Demographically, the pool of cohorts was relatively heterogeneous.

Among the 2,544 cases of invasive breast cancers included in the study:

* 1,868 (73%) were classified as luminal A
* 294 (12%) were luminal B
* 288 (11% were triple negative
* 94 (4%) were Her2-overexpressing

Compared with luminal A cases, triple negative cases tended to be younger, (OR before age 50 of 2.78, 95% CI 1.99 to 3.90, P
Her2-overexpressing cases were more likely to be younger than luminal A cases (P=0.03) and less likely to use HRT (OR 0.49, 95% CI 0.26 to 0.79).

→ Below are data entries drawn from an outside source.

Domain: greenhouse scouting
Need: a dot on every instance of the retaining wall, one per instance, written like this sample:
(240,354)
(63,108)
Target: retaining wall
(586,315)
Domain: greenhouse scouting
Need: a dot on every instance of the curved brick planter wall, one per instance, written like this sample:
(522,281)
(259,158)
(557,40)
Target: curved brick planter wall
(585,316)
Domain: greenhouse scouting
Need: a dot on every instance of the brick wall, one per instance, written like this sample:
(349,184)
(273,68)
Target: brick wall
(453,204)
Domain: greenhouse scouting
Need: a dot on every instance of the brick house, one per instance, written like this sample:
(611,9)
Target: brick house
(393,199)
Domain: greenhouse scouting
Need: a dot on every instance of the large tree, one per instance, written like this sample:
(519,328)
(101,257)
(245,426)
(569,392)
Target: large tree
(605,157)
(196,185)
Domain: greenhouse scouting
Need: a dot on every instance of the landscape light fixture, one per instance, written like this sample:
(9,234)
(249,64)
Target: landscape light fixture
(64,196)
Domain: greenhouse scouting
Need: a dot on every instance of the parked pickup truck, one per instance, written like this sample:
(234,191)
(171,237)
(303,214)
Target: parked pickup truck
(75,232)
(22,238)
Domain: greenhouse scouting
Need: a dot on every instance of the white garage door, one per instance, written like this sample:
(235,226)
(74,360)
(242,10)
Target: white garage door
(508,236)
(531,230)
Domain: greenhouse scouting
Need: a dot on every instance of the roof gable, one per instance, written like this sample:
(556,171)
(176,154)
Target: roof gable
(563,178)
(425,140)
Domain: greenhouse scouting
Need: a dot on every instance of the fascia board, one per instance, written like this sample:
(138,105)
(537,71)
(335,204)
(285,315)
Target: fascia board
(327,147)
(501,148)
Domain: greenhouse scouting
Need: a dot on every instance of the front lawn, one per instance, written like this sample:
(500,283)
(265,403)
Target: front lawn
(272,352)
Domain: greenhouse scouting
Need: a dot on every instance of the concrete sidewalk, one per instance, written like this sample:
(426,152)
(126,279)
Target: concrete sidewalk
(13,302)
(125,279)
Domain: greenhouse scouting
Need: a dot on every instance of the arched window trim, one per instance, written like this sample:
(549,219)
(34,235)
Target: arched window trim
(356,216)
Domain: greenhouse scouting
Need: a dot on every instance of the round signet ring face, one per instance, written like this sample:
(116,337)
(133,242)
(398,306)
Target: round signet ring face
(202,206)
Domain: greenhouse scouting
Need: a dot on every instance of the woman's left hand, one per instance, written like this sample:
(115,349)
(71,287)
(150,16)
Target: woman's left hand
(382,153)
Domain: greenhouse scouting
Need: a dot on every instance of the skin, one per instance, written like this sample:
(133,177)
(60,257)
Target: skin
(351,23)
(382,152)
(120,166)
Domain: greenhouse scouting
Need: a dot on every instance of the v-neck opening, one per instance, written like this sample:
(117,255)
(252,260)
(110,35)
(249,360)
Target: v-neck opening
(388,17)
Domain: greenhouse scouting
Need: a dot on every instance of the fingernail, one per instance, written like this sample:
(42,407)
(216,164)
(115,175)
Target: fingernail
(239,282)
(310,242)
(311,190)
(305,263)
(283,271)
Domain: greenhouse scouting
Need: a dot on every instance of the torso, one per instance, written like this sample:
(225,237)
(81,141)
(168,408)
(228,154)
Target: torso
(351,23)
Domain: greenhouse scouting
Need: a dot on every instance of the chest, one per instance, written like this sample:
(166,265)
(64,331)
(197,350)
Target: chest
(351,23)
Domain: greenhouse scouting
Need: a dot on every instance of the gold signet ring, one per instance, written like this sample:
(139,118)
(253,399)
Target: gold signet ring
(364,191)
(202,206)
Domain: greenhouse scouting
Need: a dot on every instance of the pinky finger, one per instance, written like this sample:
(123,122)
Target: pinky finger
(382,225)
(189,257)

Women with the Her2-overexpressing subtype also were more likely to be Hispanic (OR 2.19, 95% CI 1.16 to 4.13) or Asian (OR 2.02, 95% CI 1.05 to 3.88).

Premenopausal women with the triple-negative subtype were more likely to be overweight (OR 1.82, 95% CI 1.03 to 3.24) or obese (OR 1.97, 95% CI 1.03 to 3.77).

Women with the triple-negative subtype and parity of three or more also were more likely to have not breastfed their children (OR 1.68, 95% CI 1.00 to 2.81).

The "significant heterogeneity of associations by tumor subtype . . . lend[s] further support to the growing evidence base that breast cancer is a heterogeneous disease defined by estrogen receptor, progesterone receptor, and Her2 expression with distinct etiologic pathways and prognoses," the researchers concluded.

They cited study limitations that include the small number of Her2-overexpressing tumors, the case-case comparison design, and the fact that the associations reported are all in reference to risk of having the luminal A subtype "and should not be extended to risk of having invasive breast cancer."

Triple negative cases could not be further classified as basal-like or unclassified due to absence of data on CK 5/6 and EGFR markers.

These findings suggest that "public health programs aimed towards achieving a healthy weight and promoting breastfeeding might reduce the number of poor prognostic triple negative tumors among all breast cancer cases, especially the high-risk African American group," they concluded.

The LACE Study was funded by the National Cancer Institute, the Utah Cancer Registry, and the State of Utah Department of Health.

The Pathways Study was funded by the National Cancer Institute, the Department of Defense, and the American Cancer Society.

The authors declared that they have no competing interests.

Primary source: Breast Cancer Research
Source reference:
Kwan M, et al "Epidemiology of breast cancer subtypes in two prospective cohort studies of breast cancer survivors" Breast Cancer Res 2009: 11:R31.